Jakin Tan, a student from Anglo-Chinese Junior College who is among the six who started SHOP, said that this can result in Christians in school becoming very used to living in their own bubble, such that they become unaware of “what God is doing and what He can do”.
That’s why prayer groups are so important.
“If you have Christians who are alone, it’s like taking a hot coal off a fireplace – it just becomes cold.”
He said: “It’s like an anchor for Christians. They can meet other Christians and share their experiences of their spiritual growth, and ultimately encourage each other to continue living like Jesus and impacting their friends around them.”
Shania added: “Each day we fight many battles in the spirit and often we are unaware of them. But prayer groups are like the vanguard of a school, which seek God’s protection and guidance for the whole school population.
“By praying in groups, we’re acknowledging Jesus’ Lordship over our schools and seeking His covering over our lives, amid all that we may be going through.”
DON’T UNDERESTIMATE A UNITED BODY OF BELIEVERS
Jakin said that believers could end up feeling lonely and isolated if they’re not connected with others in the same school.
He explained: “It’s important to have a community of people with the same passion because if you have Christians who are alone, it’s like taking a hot coal off a fireplace – it just becomes cold.
“You can have it in church and cell group, but (your school) is a really specialised environment with other people who can understand what you’re feeling and what you’re going through.”
If you viewed your school and the people in it through God’s eyes, what would you see?
Would God see a lukewarm community of Christians? Or would He see a group of believers who are deeply in love with Him and praying together as a unified body of Christ?
In Shania’s experience, many Christians just don’t seem to be passionate about corporate prayer – a culture that SHOP hopes to change.

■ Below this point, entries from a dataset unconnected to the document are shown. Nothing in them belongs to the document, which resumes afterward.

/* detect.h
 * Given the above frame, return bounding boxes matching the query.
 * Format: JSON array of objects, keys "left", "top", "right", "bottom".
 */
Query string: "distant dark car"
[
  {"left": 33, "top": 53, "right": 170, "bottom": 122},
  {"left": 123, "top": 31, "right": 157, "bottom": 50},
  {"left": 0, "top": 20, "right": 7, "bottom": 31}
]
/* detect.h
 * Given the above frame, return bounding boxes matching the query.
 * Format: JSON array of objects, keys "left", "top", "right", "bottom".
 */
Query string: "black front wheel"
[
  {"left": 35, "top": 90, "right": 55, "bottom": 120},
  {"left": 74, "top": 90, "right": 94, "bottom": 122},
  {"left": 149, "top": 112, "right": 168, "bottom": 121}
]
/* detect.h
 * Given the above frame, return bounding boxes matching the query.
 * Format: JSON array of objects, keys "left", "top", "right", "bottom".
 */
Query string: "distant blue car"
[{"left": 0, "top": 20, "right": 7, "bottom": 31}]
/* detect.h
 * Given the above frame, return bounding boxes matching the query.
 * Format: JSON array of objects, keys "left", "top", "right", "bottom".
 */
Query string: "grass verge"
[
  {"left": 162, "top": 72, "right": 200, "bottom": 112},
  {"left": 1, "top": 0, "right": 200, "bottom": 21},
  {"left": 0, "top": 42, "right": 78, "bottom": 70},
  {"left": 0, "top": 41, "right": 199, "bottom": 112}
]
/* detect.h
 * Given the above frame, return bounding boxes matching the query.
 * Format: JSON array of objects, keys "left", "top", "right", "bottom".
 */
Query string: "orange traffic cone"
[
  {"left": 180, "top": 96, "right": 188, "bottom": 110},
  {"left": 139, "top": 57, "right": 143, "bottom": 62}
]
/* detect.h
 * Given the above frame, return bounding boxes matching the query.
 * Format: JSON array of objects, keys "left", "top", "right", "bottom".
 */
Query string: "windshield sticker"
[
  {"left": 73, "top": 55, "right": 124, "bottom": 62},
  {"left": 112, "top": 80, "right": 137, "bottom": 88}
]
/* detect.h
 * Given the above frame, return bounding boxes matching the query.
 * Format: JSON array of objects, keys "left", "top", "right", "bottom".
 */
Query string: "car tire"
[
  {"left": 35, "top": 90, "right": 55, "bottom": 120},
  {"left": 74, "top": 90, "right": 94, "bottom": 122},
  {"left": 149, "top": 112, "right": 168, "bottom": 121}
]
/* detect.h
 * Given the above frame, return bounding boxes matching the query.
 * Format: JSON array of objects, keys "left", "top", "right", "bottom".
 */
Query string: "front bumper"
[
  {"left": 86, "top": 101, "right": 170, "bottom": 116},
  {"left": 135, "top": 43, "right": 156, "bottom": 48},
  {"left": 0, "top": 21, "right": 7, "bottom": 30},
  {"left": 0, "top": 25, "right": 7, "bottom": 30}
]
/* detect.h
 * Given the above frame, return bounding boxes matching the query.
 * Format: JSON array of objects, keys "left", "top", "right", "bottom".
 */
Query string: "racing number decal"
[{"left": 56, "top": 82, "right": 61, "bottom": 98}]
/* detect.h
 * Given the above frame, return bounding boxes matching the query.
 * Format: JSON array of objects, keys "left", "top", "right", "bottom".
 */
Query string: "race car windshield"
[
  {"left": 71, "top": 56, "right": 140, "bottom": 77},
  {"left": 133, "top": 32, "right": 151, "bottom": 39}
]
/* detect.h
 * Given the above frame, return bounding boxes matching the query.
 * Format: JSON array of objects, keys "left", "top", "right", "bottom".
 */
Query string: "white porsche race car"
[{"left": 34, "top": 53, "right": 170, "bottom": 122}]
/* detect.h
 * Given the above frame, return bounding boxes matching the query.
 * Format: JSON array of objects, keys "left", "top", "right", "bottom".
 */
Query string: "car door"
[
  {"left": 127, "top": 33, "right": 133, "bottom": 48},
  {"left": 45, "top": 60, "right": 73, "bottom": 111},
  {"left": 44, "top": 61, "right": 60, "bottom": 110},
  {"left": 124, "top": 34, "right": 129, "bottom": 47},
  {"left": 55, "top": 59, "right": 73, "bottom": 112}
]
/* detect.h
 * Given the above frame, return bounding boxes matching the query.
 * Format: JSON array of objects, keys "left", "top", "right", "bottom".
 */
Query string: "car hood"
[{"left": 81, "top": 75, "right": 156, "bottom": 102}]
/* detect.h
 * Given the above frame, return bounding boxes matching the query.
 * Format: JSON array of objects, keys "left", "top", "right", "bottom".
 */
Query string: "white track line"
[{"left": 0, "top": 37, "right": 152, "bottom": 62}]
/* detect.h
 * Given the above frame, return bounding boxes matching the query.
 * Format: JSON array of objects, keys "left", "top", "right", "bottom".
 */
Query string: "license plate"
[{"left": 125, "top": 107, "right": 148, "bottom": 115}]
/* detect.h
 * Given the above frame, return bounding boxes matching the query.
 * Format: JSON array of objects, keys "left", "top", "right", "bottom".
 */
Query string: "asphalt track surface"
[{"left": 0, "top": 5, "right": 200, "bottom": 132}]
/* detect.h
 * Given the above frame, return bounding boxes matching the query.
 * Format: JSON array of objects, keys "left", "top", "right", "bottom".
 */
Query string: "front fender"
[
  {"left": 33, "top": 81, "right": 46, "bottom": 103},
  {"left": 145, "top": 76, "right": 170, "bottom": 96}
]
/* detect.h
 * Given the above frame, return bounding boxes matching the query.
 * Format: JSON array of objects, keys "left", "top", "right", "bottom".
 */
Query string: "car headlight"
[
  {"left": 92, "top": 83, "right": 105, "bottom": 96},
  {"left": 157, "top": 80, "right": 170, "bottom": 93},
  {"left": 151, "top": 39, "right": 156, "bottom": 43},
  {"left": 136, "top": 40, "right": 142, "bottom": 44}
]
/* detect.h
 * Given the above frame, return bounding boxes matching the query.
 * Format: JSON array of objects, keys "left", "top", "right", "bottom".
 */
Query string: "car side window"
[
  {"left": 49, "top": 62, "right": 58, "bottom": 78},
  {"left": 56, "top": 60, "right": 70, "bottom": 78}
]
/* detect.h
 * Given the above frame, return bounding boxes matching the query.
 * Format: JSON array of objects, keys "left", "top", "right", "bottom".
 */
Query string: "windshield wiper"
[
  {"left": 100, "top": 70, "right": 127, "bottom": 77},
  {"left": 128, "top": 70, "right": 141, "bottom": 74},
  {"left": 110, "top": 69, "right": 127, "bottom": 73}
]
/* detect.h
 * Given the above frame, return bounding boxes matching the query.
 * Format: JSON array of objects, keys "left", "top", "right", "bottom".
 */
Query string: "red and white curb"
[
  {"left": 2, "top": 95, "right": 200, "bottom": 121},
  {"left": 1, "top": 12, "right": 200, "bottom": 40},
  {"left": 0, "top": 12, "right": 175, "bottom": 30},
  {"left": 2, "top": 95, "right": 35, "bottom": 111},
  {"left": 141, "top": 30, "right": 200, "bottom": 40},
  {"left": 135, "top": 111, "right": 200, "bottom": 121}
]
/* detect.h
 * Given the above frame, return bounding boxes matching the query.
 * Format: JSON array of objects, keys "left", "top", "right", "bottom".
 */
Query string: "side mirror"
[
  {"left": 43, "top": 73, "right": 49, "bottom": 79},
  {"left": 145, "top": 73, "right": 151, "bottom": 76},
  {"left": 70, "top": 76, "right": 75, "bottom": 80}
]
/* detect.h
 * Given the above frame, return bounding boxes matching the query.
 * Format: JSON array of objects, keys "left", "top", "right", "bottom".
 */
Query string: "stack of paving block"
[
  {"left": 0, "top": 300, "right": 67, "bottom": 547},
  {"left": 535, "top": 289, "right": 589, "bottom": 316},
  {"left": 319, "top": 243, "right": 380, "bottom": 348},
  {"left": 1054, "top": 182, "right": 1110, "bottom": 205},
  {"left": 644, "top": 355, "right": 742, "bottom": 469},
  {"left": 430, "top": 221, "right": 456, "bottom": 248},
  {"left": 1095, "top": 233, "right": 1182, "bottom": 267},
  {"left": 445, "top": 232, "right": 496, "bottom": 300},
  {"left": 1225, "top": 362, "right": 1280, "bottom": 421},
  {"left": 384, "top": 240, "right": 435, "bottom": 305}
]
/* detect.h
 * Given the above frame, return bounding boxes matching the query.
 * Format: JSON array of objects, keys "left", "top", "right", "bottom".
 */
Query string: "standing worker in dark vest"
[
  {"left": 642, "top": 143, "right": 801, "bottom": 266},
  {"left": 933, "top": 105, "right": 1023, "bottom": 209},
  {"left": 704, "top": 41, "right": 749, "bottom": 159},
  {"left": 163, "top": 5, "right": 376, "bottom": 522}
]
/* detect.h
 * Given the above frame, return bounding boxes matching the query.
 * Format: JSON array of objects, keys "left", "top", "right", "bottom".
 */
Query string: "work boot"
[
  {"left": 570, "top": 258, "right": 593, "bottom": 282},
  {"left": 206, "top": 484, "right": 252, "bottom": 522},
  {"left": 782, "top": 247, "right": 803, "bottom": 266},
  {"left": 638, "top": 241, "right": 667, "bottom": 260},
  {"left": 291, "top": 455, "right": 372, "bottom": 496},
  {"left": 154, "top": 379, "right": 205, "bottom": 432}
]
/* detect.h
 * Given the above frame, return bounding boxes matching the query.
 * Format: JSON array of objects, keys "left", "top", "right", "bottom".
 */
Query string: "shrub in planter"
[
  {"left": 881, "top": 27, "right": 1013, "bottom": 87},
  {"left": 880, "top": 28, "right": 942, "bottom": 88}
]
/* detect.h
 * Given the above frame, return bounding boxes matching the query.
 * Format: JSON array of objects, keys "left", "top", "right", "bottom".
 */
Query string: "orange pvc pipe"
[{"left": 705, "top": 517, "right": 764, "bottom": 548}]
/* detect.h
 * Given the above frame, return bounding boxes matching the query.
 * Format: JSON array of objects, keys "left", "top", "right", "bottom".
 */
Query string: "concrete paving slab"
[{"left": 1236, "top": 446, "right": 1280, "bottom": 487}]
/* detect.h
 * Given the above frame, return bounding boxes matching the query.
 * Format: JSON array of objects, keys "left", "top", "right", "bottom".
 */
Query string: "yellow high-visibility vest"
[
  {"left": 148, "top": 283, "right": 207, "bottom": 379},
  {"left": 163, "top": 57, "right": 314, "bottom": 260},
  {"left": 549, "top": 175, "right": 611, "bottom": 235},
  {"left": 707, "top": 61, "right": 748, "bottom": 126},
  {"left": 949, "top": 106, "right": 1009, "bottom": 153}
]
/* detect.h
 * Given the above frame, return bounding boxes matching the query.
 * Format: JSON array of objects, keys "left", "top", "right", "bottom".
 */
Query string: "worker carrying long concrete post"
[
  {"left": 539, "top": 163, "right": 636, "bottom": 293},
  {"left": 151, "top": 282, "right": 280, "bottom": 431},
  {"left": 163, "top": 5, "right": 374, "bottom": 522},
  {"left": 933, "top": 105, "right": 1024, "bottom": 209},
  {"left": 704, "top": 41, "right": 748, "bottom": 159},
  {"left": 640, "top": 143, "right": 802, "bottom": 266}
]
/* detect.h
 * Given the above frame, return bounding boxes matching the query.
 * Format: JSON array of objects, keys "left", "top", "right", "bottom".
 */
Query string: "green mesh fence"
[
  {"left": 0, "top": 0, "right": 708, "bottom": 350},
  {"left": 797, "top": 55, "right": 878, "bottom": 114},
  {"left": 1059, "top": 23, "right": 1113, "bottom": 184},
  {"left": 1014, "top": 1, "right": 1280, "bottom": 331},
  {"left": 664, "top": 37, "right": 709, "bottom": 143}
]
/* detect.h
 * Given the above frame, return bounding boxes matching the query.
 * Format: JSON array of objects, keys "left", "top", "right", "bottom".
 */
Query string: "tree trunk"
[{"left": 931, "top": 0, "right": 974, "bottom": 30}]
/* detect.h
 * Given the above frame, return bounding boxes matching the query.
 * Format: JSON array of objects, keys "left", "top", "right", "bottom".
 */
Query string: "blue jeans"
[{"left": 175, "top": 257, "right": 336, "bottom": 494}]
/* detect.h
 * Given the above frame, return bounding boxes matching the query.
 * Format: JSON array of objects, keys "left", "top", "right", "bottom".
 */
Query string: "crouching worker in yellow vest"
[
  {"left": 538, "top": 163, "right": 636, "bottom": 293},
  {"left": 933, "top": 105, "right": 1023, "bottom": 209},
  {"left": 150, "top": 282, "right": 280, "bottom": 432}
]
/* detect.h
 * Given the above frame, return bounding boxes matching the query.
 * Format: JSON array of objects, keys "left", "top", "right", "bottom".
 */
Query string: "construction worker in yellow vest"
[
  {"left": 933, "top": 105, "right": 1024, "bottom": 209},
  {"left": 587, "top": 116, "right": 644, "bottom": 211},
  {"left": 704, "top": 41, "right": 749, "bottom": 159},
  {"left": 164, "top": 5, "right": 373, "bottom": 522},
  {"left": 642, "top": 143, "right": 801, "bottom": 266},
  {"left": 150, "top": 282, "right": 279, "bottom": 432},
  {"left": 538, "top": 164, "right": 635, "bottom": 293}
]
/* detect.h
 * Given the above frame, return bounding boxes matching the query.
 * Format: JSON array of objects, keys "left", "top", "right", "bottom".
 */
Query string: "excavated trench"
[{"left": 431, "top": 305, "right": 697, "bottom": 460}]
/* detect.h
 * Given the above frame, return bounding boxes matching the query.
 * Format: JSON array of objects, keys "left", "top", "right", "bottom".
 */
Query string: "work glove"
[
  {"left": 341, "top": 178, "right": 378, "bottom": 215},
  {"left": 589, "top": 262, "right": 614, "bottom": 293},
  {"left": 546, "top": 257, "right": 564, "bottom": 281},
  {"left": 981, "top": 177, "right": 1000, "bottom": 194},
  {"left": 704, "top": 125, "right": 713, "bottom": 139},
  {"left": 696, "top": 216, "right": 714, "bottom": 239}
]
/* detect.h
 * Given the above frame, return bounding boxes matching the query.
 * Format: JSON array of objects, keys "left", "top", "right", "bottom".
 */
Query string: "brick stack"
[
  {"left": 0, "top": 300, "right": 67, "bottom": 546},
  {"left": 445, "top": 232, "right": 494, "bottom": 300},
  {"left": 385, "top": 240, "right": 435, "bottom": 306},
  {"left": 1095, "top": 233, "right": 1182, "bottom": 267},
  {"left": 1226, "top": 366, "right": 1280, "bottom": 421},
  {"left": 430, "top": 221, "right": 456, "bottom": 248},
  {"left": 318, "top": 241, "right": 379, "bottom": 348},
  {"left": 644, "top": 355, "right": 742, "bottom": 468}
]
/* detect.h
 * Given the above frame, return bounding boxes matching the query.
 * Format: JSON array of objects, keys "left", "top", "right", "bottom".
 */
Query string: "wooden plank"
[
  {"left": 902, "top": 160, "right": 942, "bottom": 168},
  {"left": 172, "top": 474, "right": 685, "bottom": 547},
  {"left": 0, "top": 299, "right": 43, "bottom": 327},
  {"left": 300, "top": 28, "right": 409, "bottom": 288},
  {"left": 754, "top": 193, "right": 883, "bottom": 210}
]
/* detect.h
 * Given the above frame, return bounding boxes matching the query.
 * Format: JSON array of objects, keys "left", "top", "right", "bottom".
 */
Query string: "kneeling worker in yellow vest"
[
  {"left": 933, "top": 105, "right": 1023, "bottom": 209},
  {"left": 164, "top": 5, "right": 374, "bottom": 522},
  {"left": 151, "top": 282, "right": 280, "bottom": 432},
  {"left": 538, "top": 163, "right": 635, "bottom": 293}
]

“They don’t see a need to join, or they feel that it’s awkward to pray with other people from a different church. So I believe it’s not about creating more presence, but getting people to see the need for prayer,” she said.
“My vision is that it won’t just be me, but there will be other Christians who come alongside. And that the juniors will catch the vision and take over from us, so that the fire won’t go out.”
Some schools will be holding prayer meetings this Wednesday, September 25, 2019 for See You at the Pole (SYATP). Not sure if your school has a prayer group or is participating in SYATP?
Or perhaps you’re interested to start a prayer group in your school, but not sure how? Drop SHOP (@prayingschools) a DM on Instagram or connect with them to find out how you can rally your school to pray.
- Are you able to see how God is working in your school?
- What are some things you can pray about for your school?
- Do you have a community of believers in school whom you can connect with?